* How to reach the goal of recurrent mass production with timely schedules
* Run-based approach for data and MC processing - interaction with calibration procedure
* New tools
Machine Learning in Data Processing
- still a open point
- training production strategy is clears and works - need a few tweaks
Run-based approach (proposal being written by Valentin)
- main issue comes from the large number of files
- also to allow an improvement in efficiency
- run-wise means:
- data processing is a set of configuration
- produce for a given run all the files and merge them at a certain point
- most likely at trigger level
- merge by type: 1 file per run for data, 1 for atmospheric muon, 1 (or 2 if 2 different light propagators are used) neutrinos
- checks are done before merging
- if things fail, not merging is done and step is rerun
- query before the simulation all the inputs
- raw data
- calibration - which requires its own processing chain?

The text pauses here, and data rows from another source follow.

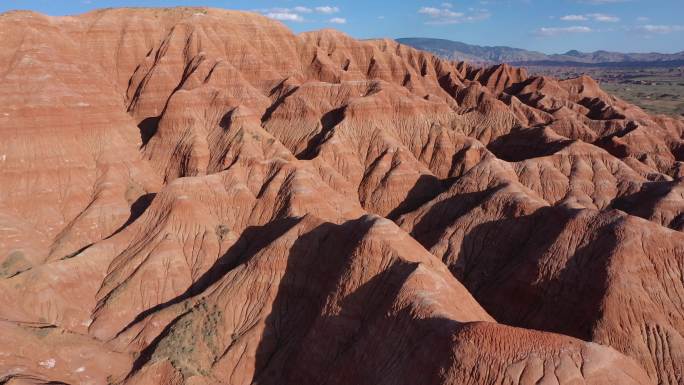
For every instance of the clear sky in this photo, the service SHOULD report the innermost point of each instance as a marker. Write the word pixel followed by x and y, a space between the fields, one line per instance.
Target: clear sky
pixel 550 26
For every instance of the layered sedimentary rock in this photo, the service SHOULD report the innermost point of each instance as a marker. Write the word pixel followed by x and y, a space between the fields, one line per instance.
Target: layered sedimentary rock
pixel 201 196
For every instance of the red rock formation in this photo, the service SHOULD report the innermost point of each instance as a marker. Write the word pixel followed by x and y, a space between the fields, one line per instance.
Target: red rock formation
pixel 200 196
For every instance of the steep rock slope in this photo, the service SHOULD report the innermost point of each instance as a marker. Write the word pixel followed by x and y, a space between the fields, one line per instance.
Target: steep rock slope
pixel 201 196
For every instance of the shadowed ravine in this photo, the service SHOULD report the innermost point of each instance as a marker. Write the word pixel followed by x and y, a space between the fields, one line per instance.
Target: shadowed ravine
pixel 200 196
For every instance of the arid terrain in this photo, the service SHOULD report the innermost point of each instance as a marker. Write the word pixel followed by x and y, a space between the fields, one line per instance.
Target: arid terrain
pixel 658 90
pixel 200 196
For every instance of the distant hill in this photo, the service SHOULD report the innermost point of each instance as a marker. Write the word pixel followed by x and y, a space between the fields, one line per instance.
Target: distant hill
pixel 455 50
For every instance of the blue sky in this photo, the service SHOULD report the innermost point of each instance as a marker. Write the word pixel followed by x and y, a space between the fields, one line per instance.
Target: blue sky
pixel 550 26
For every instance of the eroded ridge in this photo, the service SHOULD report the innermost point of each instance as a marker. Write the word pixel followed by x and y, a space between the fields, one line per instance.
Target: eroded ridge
pixel 199 196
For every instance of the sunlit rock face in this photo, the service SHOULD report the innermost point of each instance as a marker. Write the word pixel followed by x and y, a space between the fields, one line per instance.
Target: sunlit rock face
pixel 199 196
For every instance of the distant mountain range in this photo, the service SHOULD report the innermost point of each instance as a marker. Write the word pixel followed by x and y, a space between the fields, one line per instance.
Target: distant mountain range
pixel 455 50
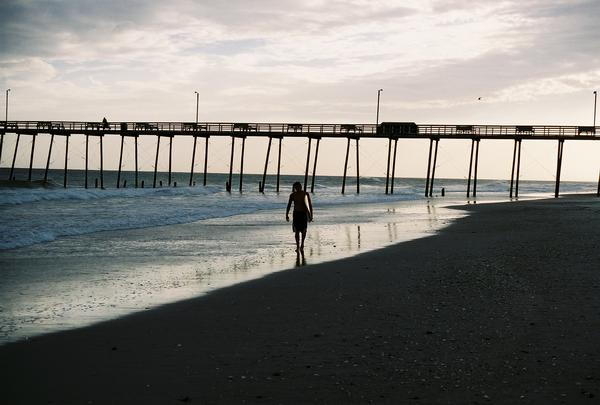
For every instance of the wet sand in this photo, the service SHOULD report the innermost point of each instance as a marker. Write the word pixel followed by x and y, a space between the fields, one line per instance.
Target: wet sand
pixel 501 307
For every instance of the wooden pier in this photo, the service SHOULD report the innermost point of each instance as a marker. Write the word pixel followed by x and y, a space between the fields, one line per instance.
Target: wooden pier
pixel 393 131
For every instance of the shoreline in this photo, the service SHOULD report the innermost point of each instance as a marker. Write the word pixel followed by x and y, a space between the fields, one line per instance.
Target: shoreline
pixel 96 277
pixel 499 306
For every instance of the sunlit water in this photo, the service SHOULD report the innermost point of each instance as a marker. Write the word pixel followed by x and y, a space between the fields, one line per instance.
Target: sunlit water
pixel 74 257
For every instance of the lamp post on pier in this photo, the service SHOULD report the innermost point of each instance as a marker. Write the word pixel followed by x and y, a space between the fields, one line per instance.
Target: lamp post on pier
pixel 6 116
pixel 197 102
pixel 595 100
pixel 378 96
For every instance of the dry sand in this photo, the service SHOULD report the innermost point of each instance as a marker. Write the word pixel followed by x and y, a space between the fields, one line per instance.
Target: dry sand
pixel 501 307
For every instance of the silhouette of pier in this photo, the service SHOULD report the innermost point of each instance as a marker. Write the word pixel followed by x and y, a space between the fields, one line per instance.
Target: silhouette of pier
pixel 393 131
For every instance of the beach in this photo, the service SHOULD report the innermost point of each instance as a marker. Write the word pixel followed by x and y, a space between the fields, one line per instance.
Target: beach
pixel 500 307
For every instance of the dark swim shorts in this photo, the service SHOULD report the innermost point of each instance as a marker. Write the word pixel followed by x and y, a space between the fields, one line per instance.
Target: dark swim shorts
pixel 300 221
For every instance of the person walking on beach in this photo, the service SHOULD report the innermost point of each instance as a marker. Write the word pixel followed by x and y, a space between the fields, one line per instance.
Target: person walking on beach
pixel 302 214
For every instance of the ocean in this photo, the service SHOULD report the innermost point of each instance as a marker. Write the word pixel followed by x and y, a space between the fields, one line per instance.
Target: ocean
pixel 72 257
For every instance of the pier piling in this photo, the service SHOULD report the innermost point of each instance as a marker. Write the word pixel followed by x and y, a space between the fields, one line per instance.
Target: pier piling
pixel 357 169
pixel 242 163
pixel 261 187
pixel 312 183
pixel 433 168
pixel 231 163
pixel 428 167
pixel 101 161
pixel 31 158
pixel 307 163
pixel 387 172
pixel 66 159
pixel 12 167
pixel 156 162
pixel 278 163
pixel 48 160
pixel 120 162
pixel 136 161
pixel 394 166
pixel 345 167
pixel 170 157
pixel 470 168
pixel 558 167
pixel 512 172
pixel 193 158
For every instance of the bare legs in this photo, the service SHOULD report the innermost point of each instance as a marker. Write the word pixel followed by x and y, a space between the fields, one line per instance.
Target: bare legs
pixel 300 247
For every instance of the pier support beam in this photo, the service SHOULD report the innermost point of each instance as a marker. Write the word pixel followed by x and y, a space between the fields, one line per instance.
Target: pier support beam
pixel 558 167
pixel 120 162
pixel 156 162
pixel 473 165
pixel 308 162
pixel 470 168
pixel 433 168
pixel 12 166
pixel 87 147
pixel 518 170
pixel 345 167
pixel 262 186
pixel 205 158
pixel 312 183
pixel 514 177
pixel 193 159
pixel 242 163
pixel 231 163
pixel 66 160
pixel 428 168
pixel 387 172
pixel 512 172
pixel 476 166
pixel 31 158
pixel 394 166
pixel 170 157
pixel 48 160
pixel 278 163
pixel 357 168
pixel 136 162
pixel 1 145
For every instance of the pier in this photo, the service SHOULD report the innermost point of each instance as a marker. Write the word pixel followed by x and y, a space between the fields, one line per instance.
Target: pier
pixel 238 132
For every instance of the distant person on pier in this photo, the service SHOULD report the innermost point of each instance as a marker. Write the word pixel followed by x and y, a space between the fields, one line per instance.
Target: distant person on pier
pixel 302 214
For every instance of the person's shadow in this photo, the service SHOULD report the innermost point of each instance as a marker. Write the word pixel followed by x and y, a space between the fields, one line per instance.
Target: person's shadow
pixel 300 260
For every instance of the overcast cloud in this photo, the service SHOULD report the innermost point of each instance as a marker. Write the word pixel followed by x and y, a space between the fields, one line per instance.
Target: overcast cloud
pixel 302 60
pixel 427 54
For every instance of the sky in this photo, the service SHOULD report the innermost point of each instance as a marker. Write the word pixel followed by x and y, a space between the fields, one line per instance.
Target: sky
pixel 438 62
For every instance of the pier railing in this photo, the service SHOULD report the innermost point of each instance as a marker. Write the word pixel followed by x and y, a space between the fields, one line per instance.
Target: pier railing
pixel 239 131
pixel 304 129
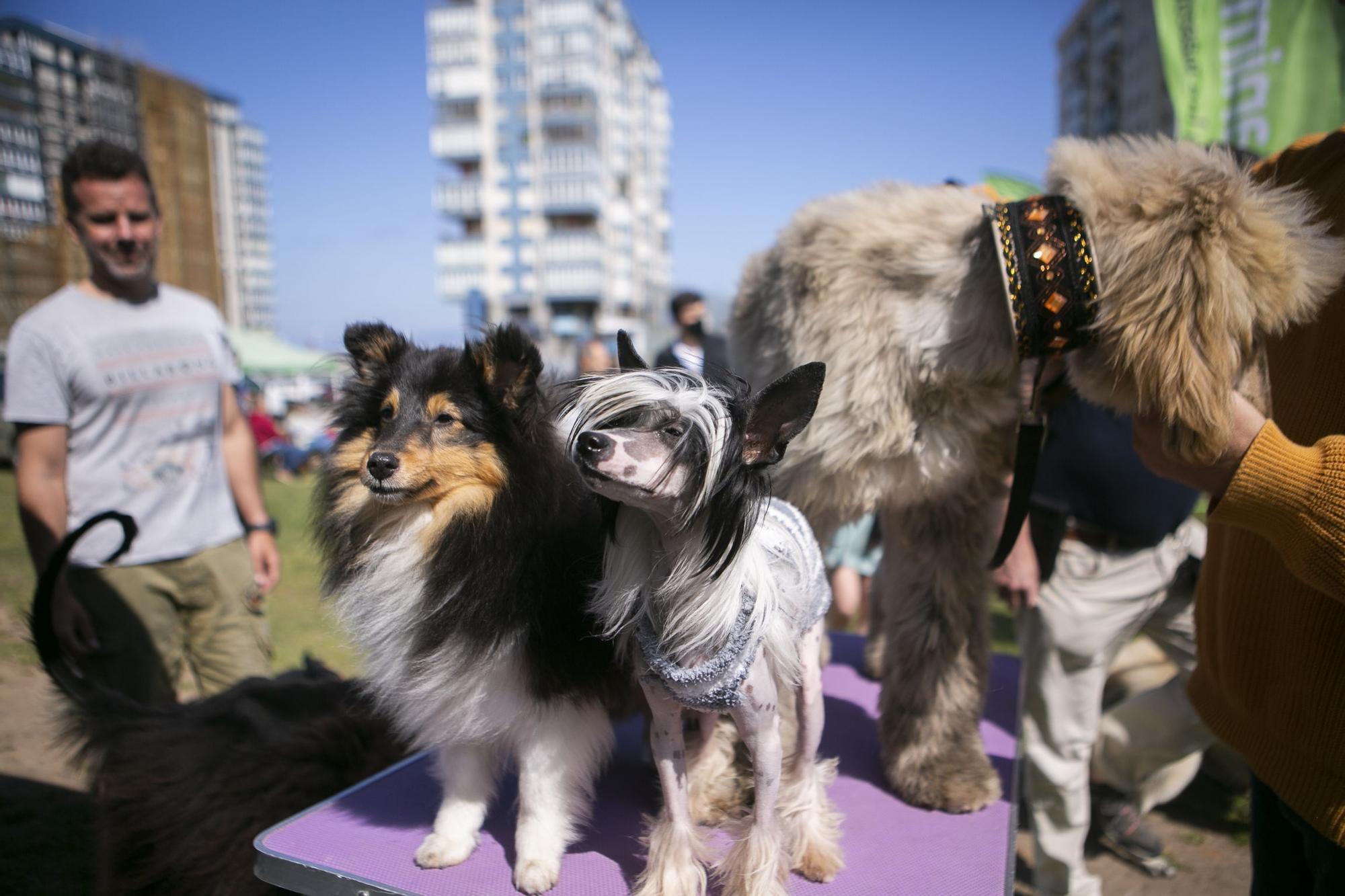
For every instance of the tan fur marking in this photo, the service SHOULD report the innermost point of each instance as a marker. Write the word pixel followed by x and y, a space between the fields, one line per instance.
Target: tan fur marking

- Take care of how event weighting and headers are treated
- irods upload at the final step of fully-successful runs
- Is it possible to merge runs instead of files per run
- it's a design choice. to be addressed when decisions are made.
- Understand how bookkeeping should be done
- incorporate all tests - to be agreed between DPDQ, Comp&Soft, Simulation and Analysis WG
- Allow for at least 2 wasy
- GRID (DIRAC?)
- Local (batch on cluster, nextflow?)
Action point
- Valentin is writing a proposal. Discuss it when ready. Comp&Soft Workshop to think about it, too.